Think of what the ancients meant when they spoke of men as the kin of the gods, the children of divinities, co-operating with the divinities in the affairs of the Solar Kingdom. It is true; and as time goes on and from manhood we pass into godhood, into becoming gods, our contributory efforts will be much better, much more beautiful, much wider, much richer, in every way grander. We are at present young gods at school, young gods at play. Our home is the Solar System. It is likewise our school-house, our university. This earth is, as it were, our school-room at present until we graduate to a higher school-room; but all our activity takes place in our university of life, which is the Solar System. How wonderful a picture! And I can assure you that every human thought is registered for eternity on the deathless tablets of time. A thought of mine will touch with the most delicate finger of influence the remotest star in the galaxy and will affect that star by so much, just as I am affected by all thoughts around me.

Imagine two billion human beings on earth, the human race — that is, the imbodied portion of the human race. Suppose they are thinking, as men do, especially today due to the rapid improvements of intercommunication: suppose they think all more or less at the same time about the same thing and pretty much in the same way — let us say it is a scare or a war-hysteria or a great hate or a great emotion: do you think that that vast body of loosened psychic energy is not going to strike somewhere? Of course it will. And here is where karman comes in. It is an old, old teaching, taught more often in the earlier days of the Society than now, that the disasters that afflict mankind are mainly brought about by man, his own evil thinking and evil feeling throwing into the astral light or into the earth's atmosphere a simply terrific volume of energy, of force. You know the old English proverb, which is very true: Curses like chickens come home to roost. They do not go and roost in somebody else's farm. Chickens come home. Thoughts of love, thoughts of beauty, thoughts of kindliness, benevolent thoughts and feelings: they likewise come like messengers from the gods winging their way back to us. Someday, somewhen, somewhere, we reap what we sow. If men knew and felt this great law, how differently would they not act towards each other! All feelings of revenge and hatred, and that diabolic fruit of self-seeking materialism that you must protect yourself at any cost against your brother: such things could never again find lodgment in men's minds and hearts.
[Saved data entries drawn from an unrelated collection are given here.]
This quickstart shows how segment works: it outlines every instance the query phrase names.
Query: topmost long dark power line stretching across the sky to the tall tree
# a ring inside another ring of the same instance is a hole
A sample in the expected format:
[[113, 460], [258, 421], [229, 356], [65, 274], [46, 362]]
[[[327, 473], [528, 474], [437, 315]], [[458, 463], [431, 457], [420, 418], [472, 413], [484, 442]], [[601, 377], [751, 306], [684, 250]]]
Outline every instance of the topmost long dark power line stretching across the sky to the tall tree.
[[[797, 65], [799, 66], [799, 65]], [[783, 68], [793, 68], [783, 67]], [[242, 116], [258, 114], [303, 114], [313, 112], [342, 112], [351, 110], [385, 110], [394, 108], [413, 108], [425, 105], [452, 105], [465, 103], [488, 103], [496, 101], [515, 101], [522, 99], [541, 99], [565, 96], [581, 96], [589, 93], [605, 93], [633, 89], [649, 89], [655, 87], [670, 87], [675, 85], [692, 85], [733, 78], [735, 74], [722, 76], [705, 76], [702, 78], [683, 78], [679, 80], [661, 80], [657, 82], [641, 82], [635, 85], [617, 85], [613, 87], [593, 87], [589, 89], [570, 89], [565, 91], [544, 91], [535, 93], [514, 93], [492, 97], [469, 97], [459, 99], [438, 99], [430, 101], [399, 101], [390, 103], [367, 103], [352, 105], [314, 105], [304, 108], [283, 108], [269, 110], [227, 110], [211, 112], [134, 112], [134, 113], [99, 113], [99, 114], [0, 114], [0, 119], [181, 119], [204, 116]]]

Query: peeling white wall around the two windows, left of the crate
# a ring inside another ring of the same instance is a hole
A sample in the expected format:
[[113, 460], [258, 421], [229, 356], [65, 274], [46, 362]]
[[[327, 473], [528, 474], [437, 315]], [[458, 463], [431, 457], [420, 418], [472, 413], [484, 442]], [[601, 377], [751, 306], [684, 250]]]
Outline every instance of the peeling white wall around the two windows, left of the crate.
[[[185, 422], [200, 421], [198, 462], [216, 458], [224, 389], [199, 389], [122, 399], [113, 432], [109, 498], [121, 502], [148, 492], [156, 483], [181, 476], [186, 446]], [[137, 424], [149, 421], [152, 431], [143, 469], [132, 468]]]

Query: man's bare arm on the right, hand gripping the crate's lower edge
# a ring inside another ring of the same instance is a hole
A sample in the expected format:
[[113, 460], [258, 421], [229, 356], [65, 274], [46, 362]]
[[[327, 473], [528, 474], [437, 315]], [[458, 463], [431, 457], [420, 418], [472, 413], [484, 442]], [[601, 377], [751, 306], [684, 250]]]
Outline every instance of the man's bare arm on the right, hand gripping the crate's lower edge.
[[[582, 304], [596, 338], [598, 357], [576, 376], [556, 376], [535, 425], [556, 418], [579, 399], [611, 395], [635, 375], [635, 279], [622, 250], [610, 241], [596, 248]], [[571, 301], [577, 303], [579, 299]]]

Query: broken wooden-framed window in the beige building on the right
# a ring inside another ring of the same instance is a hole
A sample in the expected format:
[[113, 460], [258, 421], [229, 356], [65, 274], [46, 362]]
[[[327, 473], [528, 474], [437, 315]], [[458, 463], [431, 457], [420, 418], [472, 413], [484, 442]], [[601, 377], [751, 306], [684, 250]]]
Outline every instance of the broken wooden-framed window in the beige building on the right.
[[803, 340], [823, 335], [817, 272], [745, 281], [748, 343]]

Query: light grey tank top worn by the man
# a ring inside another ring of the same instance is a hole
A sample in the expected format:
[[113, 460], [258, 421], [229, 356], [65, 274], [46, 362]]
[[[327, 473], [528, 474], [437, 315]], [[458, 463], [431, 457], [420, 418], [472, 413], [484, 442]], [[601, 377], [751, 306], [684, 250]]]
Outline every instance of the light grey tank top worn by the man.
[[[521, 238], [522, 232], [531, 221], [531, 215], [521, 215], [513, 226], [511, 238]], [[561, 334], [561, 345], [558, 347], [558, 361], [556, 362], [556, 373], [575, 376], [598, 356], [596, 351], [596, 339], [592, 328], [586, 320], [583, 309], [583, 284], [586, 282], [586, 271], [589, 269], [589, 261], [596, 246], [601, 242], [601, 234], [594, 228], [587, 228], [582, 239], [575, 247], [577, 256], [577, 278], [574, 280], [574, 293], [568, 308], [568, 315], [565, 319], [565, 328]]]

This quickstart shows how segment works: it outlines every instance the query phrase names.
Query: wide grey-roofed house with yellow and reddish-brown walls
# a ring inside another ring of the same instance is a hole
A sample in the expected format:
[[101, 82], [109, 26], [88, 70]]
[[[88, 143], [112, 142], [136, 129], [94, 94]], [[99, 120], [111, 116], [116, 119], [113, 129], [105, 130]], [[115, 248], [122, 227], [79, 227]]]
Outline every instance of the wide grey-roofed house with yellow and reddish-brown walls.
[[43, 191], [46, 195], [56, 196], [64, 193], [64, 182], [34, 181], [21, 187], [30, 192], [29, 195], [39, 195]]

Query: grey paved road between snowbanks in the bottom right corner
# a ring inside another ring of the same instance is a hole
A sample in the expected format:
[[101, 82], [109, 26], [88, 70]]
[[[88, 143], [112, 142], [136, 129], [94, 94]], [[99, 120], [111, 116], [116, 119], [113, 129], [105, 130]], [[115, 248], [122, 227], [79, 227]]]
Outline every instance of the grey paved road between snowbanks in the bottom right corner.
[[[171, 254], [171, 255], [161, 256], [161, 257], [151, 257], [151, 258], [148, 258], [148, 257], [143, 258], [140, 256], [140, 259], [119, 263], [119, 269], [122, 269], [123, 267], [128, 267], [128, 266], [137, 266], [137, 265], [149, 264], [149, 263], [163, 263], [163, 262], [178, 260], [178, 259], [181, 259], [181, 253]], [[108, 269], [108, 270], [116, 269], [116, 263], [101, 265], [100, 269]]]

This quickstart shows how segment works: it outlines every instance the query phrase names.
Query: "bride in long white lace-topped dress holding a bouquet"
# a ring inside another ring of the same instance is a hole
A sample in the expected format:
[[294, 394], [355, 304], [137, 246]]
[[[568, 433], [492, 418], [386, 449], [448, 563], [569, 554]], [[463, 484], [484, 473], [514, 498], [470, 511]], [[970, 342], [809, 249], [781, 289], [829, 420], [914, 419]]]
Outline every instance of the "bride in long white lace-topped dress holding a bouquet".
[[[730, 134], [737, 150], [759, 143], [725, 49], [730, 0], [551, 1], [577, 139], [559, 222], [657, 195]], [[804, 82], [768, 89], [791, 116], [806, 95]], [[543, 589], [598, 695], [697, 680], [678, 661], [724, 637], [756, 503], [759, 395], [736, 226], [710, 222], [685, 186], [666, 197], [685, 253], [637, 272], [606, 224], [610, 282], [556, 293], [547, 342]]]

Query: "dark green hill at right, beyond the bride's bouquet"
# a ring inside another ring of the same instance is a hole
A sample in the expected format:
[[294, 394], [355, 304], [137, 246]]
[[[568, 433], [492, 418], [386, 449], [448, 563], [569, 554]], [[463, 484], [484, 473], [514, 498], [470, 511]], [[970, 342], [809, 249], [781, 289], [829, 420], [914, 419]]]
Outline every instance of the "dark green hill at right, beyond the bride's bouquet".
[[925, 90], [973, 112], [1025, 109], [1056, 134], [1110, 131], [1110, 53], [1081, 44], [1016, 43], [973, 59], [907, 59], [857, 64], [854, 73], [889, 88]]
How true is the word of the old Hebrew Prophet: "Vengeance is mine, saith the Lord." What a warning! Theosophy shows us why and how. The man who suffers an injury would do infinitely
better to accept and forgive, to take it manfully; for his guerdon in recompense someday will be great, an injurer will become his benefactor; and if he stays his own hand, not only does he not
add to the fearful weight of evil karman pressing on him, but he raises his enemy. An act like that is godlike. I say unto you, "Love your enemies." So spake the Avatara. "Do good unto those who
persecute you. Give not wrong for wrong, nor hate for hate." When will men learn this?